A new exhibition opened earlier this month at the Colne Valley Museum in Golcar, Huddersfield showcasing work by artist, illustrator and printmaker Ed Kluz, celebrating the history of the museum and the traditional skills and techniques it is helping to preserve. The collaboration is part of the Arts Council-funded Meeting Point Programme, led by contemporary arts agency Arts&Heritage.
It has brought together leading artists with six museums in Yorkshire, the North-West and the North-East to produce new artworks in response to the museums and their collections. It is a fruitful scheme for both sides involved – for the museums and heritage sites it is an opportunity to look at their collections afresh and to get a new perspective on them from a creative outsider, and for the artists it is a chance to perhaps push themselves out of their comfort zone, to find new ways of creating work.
Kluz was one of the artists taking part in the third edition of the Meeting Point Programme, who were invited to listen to presentations from the selected museums, one of which was Colne Valley Museum. “When I went along, I wasn’t quite sure what to expect,” he says. “There were a number of museums involved but the Colne Valley Museum really spoke to me because I really bought into this idea that it was a living museum not only in its concept but also in its working methods. It is entirely volunteer-run and it’s been going for 50 years; I thought there was an amazing story behind the museum and I liked the fact that the volunteers were so ambitious and so passionate about what they do.”
Last year the museum received recognition for its work and the contribution its volunteers make to the local community when it was awarded the Queen’s Award for Voluntary Service.

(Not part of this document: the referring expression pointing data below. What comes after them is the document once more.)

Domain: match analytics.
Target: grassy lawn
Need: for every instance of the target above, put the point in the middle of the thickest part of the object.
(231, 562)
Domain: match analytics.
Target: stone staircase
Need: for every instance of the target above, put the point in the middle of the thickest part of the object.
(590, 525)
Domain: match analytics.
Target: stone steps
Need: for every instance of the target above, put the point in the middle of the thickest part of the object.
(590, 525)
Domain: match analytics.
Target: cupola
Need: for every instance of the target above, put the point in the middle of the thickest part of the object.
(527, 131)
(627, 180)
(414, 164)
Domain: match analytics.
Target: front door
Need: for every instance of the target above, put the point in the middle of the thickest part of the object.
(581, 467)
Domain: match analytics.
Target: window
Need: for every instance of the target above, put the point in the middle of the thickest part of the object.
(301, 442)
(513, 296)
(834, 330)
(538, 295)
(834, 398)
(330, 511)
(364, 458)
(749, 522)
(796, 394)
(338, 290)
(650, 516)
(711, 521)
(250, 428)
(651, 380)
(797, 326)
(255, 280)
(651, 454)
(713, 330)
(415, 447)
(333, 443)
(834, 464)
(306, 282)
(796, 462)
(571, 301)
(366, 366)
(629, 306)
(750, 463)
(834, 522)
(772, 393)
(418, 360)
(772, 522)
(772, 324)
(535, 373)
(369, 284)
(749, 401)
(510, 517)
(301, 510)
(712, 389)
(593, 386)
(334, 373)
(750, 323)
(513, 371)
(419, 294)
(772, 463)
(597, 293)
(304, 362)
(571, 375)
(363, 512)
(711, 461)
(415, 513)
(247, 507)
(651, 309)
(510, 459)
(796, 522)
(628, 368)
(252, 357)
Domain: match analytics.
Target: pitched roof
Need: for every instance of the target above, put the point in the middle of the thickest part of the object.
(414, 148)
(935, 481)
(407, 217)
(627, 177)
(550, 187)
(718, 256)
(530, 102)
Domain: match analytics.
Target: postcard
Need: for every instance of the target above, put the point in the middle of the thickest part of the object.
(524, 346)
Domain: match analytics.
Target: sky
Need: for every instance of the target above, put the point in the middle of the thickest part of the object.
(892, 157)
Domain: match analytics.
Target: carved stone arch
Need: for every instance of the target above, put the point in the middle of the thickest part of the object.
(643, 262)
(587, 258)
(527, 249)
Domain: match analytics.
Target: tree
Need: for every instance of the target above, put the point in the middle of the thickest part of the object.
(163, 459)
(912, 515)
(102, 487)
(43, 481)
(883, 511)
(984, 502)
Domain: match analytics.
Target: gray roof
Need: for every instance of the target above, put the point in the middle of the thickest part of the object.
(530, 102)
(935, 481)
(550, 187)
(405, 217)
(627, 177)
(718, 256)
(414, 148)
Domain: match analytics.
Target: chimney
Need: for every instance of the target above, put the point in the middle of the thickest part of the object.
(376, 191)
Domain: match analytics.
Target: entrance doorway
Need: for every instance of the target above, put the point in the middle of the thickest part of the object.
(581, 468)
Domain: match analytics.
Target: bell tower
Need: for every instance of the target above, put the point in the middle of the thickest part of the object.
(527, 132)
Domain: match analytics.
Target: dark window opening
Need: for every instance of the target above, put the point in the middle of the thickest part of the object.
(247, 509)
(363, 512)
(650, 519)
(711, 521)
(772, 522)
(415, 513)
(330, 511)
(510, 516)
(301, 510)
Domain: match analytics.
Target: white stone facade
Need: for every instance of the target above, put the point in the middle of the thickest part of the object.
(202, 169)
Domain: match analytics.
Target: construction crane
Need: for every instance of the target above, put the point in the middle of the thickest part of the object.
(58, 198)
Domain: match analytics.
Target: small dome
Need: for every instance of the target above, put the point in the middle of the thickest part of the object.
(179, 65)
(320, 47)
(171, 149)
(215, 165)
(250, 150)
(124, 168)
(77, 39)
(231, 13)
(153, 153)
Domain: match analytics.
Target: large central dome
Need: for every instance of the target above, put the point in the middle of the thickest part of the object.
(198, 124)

Kluz was immediately struck by the wealth of talent that the volunteers represented. “They are all specialists in their own field – there are people who have been working in the textile industry in Huddersfield for years – and I just love the idea of a group of individuals making this happen and that the museum is a really important educational tool. There was this incredible group of people who have this amazing pool of skills and as an artist I really wanted to engage with that.”

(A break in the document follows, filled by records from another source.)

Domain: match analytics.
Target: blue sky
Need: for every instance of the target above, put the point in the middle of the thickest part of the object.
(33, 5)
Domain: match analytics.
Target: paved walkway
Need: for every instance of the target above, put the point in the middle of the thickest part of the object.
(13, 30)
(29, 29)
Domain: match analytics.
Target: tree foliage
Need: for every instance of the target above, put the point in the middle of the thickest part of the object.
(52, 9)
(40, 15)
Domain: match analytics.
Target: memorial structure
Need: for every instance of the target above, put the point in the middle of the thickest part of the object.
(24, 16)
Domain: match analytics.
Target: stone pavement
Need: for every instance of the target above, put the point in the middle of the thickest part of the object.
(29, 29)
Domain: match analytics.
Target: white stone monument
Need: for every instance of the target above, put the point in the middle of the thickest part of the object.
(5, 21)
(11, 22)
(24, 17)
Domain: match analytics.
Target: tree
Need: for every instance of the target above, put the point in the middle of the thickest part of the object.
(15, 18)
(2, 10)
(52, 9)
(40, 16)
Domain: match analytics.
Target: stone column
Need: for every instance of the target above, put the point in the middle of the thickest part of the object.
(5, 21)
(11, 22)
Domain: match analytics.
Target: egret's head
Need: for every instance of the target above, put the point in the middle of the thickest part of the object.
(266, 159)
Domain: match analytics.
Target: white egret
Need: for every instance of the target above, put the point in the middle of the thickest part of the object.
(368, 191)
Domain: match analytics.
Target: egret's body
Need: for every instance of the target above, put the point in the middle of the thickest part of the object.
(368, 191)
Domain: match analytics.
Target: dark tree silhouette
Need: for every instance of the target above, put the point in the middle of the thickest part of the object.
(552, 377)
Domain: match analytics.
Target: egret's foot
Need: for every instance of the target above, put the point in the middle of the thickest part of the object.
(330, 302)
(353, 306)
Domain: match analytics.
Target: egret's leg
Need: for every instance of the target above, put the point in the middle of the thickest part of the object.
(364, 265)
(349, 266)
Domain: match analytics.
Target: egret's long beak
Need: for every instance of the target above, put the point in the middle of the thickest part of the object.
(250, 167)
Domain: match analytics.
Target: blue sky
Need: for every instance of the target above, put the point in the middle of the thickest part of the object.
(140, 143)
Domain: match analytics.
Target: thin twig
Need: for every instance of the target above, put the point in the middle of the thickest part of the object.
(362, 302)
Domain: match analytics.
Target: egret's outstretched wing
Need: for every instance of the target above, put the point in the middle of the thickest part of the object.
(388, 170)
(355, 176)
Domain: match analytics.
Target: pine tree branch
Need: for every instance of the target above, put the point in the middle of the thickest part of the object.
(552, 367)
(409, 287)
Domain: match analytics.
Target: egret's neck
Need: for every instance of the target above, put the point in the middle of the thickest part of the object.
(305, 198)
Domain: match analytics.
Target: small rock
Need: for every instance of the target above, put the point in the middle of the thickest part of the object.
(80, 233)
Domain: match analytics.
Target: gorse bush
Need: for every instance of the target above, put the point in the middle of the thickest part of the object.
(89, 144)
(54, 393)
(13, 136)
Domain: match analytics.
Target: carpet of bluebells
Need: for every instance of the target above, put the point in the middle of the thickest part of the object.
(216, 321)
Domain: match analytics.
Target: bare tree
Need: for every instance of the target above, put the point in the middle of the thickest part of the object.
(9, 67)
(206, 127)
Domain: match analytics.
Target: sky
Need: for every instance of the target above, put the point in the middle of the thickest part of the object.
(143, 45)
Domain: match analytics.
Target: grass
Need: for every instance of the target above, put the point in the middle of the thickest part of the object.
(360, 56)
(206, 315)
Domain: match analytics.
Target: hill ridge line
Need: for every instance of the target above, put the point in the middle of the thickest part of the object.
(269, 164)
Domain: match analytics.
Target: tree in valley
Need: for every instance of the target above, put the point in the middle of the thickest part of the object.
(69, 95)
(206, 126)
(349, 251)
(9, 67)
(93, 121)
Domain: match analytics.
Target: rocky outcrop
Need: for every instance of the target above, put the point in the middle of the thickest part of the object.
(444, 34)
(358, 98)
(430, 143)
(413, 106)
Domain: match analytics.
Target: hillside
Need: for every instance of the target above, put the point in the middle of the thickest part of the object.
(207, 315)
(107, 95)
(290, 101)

From the museum’s perspective, it was delighted with Kluz’s approach – which, says lead volunteer curator Melanie Williams, made him stand out from the other artists who had submitted expressions of interest. “When he came to meet us, it was clear from the questions he was asking that he understood what we were about,” she says. “There is a great pride in this area in the Luddite history and in self-sufficiency. He immediately got that and he recognised the immense skill set that was already in the museum. It was very much about how we could work together in collaboration. Then he started visiting the museum on a regular basis to get a feel for the building and to talk to the people working there – and then we let him loose on the collection.”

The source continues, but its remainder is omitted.